# **Wavelet Lifting on Application Specific Vector Processor**

David Barina

Pavel Zemcik

Faculty of Information Technology Brno University of Technology {ibarina, zemcik}@fit.vutbr.cz

## **Abstract**

With the start of the widespread use of discrete wavelet transform the need for its efficient implementation is becoming increasingly more important. This work presents a general approach of discrete wavelet transform scheme vectorisation evaluated on an FPGA-based Application-Specific Vector Processor (ASVP). This unit can be classified as SIMD computer in Flynn's taxonomy. The presented approach is compared with two other non-vectorised approaches. Using the frequently exploited CDF 9/7 wavelet, the achieved speedup is about  $2.6\times$  compared to naive implementation.

**Keywords:** discrete wavelet transform, lifting scheme, SIMD, parallelization, vectorisation

#### 1 Introduction

The discrete wavelet transform (DWT) is mathematical tool which is able to decompose discrete signal into lowpass and highpass frequency components. Such a decomposition can be performed at several scales. DWT is often used as the basis of sophisticated compression algorithms. This is the case of JPEG 2000 and Dirac compression standards in which CDF 9/7 wavelet [5] is employed for lossy compression. Responses of this wavelet can be computed by a convolution with two FIR filters, one with 7 and the other with 9 coefficients. For the DWT computation, the well known Mallat's [9] filtering scheme can be used. Alternatively, one can use usually faster scheme called lifting which was presented by I. Daubechies and W. Sweldens in [6]. Lifting data flow graph consists of regular grid computational scheme suitable for SIMD vectorisation. Both of the algorithms can be performed over some approximation of real numbers. This paper focuses on single-precision floating-point (SP FP) format.

In the field of FPGA-based accelerators, the platform called Application-Specific Vector Processor (ASVP) was recently proposed [11], [10]. This platform uses several simple units referred as Basic Computing Elements (BCEs). BCEs are able to accelerate simple operations (like addition or multiplication) on long single-precision floating-point vectors. Thus, these units can be classified as SIMD computers in Flynn's taxonomy. Lifting of CDF 9/7 transform can be directly adapted on them.

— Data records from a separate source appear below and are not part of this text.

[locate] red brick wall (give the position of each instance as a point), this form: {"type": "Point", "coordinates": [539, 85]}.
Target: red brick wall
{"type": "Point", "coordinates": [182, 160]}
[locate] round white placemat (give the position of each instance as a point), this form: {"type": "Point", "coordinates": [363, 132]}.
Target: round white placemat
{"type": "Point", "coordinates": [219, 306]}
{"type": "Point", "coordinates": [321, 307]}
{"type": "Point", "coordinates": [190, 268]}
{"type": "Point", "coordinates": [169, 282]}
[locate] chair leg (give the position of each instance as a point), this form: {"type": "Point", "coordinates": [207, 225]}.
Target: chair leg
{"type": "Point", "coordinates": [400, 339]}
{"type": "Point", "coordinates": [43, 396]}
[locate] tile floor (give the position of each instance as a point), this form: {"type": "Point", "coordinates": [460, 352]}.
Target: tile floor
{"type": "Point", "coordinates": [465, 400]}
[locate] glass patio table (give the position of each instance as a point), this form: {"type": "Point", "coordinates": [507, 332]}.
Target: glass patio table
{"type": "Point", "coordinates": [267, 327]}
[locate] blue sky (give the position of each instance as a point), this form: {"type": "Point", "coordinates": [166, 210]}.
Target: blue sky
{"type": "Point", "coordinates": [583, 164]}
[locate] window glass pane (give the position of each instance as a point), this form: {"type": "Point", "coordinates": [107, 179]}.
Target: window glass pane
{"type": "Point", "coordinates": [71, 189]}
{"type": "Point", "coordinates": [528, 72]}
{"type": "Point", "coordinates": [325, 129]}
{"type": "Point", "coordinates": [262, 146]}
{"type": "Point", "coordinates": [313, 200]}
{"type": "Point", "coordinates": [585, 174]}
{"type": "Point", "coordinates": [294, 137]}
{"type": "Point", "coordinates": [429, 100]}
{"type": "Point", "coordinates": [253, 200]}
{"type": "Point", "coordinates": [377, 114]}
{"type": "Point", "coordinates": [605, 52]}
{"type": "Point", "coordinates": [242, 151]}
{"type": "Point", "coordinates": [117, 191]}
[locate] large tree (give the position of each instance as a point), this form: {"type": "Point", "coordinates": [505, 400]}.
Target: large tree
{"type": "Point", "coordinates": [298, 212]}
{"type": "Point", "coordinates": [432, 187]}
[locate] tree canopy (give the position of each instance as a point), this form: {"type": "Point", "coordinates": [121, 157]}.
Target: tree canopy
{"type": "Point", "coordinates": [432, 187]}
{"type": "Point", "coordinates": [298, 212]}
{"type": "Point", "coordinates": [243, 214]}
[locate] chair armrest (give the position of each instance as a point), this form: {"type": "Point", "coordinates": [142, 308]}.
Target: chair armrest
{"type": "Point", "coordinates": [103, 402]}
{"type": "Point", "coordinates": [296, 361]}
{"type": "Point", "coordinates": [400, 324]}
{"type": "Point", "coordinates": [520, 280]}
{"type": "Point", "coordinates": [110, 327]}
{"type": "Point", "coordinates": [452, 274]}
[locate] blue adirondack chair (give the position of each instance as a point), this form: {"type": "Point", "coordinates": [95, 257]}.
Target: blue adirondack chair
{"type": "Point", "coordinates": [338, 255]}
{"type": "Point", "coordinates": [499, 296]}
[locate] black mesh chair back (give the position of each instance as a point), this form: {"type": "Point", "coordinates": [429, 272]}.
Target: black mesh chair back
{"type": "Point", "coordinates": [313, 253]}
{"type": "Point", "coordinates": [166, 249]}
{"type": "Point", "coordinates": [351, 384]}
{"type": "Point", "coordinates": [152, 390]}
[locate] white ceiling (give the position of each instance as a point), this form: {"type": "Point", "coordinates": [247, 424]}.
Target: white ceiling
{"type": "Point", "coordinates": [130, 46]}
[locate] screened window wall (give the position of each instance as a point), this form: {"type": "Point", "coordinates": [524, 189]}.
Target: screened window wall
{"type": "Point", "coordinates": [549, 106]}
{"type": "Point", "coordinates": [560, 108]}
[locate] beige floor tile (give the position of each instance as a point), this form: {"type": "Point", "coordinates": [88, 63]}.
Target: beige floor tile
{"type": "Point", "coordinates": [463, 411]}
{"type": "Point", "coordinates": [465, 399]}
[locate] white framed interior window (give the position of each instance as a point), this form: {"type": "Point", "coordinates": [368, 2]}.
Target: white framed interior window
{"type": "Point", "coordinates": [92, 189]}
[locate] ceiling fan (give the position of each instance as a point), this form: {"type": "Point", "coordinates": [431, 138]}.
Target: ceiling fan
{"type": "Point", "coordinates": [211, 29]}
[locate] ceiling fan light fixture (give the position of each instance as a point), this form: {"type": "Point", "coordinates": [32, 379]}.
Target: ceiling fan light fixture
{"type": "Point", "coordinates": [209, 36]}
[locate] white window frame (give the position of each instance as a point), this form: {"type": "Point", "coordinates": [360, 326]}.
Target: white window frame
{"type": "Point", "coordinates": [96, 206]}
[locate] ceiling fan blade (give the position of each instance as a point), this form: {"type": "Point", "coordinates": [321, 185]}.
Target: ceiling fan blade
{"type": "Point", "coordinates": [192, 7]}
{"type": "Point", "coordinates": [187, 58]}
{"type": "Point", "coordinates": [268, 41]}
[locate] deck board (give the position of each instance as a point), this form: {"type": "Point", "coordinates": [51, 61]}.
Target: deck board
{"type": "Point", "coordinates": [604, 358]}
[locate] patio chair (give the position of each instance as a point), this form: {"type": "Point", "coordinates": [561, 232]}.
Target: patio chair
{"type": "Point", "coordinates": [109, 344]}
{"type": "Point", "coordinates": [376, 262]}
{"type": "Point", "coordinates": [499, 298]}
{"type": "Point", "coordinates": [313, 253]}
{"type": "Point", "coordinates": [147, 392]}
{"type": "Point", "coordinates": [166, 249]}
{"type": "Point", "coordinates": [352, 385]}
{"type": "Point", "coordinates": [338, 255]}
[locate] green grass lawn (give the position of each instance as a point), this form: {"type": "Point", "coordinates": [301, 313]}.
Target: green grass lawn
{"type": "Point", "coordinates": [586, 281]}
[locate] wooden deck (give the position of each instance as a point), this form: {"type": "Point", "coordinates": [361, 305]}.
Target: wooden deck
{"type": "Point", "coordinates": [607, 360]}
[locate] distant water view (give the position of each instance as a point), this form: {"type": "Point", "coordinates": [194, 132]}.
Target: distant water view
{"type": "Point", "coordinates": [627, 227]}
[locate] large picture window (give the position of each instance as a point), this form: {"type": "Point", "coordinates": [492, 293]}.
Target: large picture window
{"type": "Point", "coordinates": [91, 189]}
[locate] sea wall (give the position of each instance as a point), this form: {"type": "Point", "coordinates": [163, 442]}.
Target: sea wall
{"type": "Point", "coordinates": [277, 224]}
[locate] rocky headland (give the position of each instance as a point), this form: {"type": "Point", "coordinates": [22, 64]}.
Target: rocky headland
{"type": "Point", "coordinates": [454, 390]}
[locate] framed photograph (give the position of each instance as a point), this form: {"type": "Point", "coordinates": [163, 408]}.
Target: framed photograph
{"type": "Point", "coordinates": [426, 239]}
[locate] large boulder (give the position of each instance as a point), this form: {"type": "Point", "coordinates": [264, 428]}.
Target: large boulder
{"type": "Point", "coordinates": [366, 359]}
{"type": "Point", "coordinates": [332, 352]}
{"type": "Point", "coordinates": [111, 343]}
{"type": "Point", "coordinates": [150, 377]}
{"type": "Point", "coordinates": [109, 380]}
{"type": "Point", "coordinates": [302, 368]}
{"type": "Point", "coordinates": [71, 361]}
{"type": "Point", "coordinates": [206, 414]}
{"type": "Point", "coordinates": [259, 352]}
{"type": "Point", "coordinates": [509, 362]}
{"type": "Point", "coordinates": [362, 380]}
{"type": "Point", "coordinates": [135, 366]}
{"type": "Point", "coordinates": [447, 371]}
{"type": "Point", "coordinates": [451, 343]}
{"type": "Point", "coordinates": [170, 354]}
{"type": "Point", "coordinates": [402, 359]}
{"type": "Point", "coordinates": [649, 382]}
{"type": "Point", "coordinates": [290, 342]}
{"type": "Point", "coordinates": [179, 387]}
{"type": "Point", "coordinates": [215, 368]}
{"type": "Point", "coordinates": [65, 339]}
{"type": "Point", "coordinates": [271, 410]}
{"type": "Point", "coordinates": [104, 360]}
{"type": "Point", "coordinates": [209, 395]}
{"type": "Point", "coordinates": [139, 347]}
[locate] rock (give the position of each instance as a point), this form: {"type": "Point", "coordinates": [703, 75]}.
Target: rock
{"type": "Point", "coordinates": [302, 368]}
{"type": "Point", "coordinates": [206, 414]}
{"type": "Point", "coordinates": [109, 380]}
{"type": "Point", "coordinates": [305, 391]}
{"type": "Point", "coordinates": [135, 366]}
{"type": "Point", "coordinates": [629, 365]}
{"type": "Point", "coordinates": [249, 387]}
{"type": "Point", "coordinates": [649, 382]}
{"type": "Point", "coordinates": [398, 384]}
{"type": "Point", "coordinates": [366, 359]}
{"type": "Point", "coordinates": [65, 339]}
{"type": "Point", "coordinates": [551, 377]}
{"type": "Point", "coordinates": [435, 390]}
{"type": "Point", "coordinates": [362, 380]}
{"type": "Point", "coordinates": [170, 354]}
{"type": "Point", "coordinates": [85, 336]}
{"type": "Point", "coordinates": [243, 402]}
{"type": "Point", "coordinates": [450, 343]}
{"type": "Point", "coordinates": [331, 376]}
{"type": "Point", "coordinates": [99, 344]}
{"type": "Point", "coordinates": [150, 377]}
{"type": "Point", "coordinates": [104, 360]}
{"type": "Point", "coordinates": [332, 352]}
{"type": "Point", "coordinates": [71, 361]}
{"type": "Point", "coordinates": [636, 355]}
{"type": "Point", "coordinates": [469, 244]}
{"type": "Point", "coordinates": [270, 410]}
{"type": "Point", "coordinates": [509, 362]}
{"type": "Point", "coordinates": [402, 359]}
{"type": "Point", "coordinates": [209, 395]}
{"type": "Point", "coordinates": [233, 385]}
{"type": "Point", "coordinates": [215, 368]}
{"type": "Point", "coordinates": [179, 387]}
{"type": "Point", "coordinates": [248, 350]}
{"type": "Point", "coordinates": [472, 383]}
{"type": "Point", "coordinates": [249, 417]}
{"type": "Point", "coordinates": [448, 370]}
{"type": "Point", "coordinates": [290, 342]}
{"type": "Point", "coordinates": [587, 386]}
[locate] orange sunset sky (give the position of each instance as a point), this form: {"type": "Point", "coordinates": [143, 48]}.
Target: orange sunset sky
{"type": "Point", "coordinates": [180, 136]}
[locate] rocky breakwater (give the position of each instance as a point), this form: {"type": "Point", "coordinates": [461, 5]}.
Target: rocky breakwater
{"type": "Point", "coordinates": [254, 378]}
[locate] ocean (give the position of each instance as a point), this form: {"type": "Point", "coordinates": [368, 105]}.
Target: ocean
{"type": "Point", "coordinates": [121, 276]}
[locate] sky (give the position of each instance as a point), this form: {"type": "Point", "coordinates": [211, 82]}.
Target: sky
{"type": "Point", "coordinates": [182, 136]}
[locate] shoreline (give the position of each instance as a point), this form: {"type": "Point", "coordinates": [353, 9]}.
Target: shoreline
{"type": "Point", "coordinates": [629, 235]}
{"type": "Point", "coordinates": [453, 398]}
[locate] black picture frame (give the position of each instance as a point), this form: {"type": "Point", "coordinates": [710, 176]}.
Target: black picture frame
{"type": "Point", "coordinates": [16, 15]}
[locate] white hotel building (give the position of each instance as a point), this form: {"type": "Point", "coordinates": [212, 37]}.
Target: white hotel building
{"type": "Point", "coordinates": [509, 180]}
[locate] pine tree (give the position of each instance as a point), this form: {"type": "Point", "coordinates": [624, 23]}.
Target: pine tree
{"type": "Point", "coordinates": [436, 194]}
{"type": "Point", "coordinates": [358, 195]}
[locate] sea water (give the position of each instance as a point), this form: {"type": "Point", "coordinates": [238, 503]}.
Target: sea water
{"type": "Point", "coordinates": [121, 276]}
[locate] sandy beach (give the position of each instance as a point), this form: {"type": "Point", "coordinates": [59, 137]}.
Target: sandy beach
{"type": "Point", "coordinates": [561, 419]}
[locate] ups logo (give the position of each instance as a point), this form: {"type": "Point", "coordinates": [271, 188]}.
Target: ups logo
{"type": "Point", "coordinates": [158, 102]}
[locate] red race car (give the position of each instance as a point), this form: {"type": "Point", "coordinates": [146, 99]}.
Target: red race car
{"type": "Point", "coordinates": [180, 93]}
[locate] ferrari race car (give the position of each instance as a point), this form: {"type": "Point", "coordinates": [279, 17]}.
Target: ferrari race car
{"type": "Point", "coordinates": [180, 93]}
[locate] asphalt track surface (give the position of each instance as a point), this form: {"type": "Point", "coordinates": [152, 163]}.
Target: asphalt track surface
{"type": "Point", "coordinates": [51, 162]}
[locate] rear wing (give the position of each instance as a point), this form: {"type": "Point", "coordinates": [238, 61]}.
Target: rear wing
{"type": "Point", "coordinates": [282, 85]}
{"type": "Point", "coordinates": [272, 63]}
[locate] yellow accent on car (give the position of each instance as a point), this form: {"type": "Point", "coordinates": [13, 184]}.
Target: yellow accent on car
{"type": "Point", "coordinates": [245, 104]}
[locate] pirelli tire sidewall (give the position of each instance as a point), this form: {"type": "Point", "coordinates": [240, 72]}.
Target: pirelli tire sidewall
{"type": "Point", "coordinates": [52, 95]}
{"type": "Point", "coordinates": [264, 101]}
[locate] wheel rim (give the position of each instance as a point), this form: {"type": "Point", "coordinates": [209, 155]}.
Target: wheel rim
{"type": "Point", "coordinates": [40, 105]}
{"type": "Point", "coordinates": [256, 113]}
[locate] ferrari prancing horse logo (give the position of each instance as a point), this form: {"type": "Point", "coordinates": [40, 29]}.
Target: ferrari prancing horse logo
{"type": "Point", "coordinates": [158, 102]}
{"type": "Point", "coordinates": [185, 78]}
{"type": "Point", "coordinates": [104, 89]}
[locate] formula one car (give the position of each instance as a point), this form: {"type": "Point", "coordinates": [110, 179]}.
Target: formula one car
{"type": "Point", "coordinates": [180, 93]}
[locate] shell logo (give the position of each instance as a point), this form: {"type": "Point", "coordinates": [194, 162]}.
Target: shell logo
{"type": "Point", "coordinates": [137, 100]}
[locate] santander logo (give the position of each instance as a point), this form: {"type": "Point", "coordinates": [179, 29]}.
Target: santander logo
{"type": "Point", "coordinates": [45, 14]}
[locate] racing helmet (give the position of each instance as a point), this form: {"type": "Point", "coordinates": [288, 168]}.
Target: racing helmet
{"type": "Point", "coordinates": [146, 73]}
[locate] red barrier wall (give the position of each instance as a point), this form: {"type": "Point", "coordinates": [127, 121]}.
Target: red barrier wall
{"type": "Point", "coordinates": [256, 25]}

In this work, we discuss vectorisation (parallelization) of discrete wavelet transform on ASVP platform. The rest of the paper is organized as follows. More traditional approaches to DWT computation together with ASVP platform are reviewed in Section 2. Section 3 gives the basics behind the lifting scheme. Section 4 describes opportunities for lifting scheme parallelizations and presents our proposed approach. Introduced parallelization methods are compared in section 5. Finally, Section 6 concludes the paper.

## 2 Related work

In 2000, the problem of minimum memory implementations of lifting scheme was addressed in [4] by Ch. Chrysafis and A. Ortega. This approach is very general and it is not focused on parallel processing. The work was also later extended to [3] where same authors addressed a problem of minimum memory implementation of 2-D transform. Also, variation of this approach was presented six year later in [7] which is specifically focused on CDF 9/7 wavelet transform.

In [8] R. Kutil *et al.* presented SIMD vectorisation of several frequently used wavelet filters. This vectorisation is applicable only on those filters discussed in their paper. Specifically, vectorisation of CDF 9/7 wavelet computed using lifting scheme is vectorised here by a group of four successive pairs of coefficients. For CDF 9/7 wavelet discussed in this paper, their measurements gave a speedup of 2.65 for forward and 1.7 for backward transform on Intel Pentium 4 with SSE extension.



Figure 1: Organization of ASVP platform. Solid lines indicates data paths. In our case, function of BCE is controlled by host CPU (MicroBlaze). The sCPU means for simple CPU what is the PicoBlaze processor here. Moreover, the BCE element consists of four memory banks, each 1024 32-bit words long, and Vector Processing Unit (VPU) which performs actual operations. The BCE accesses RAM through DMA engine.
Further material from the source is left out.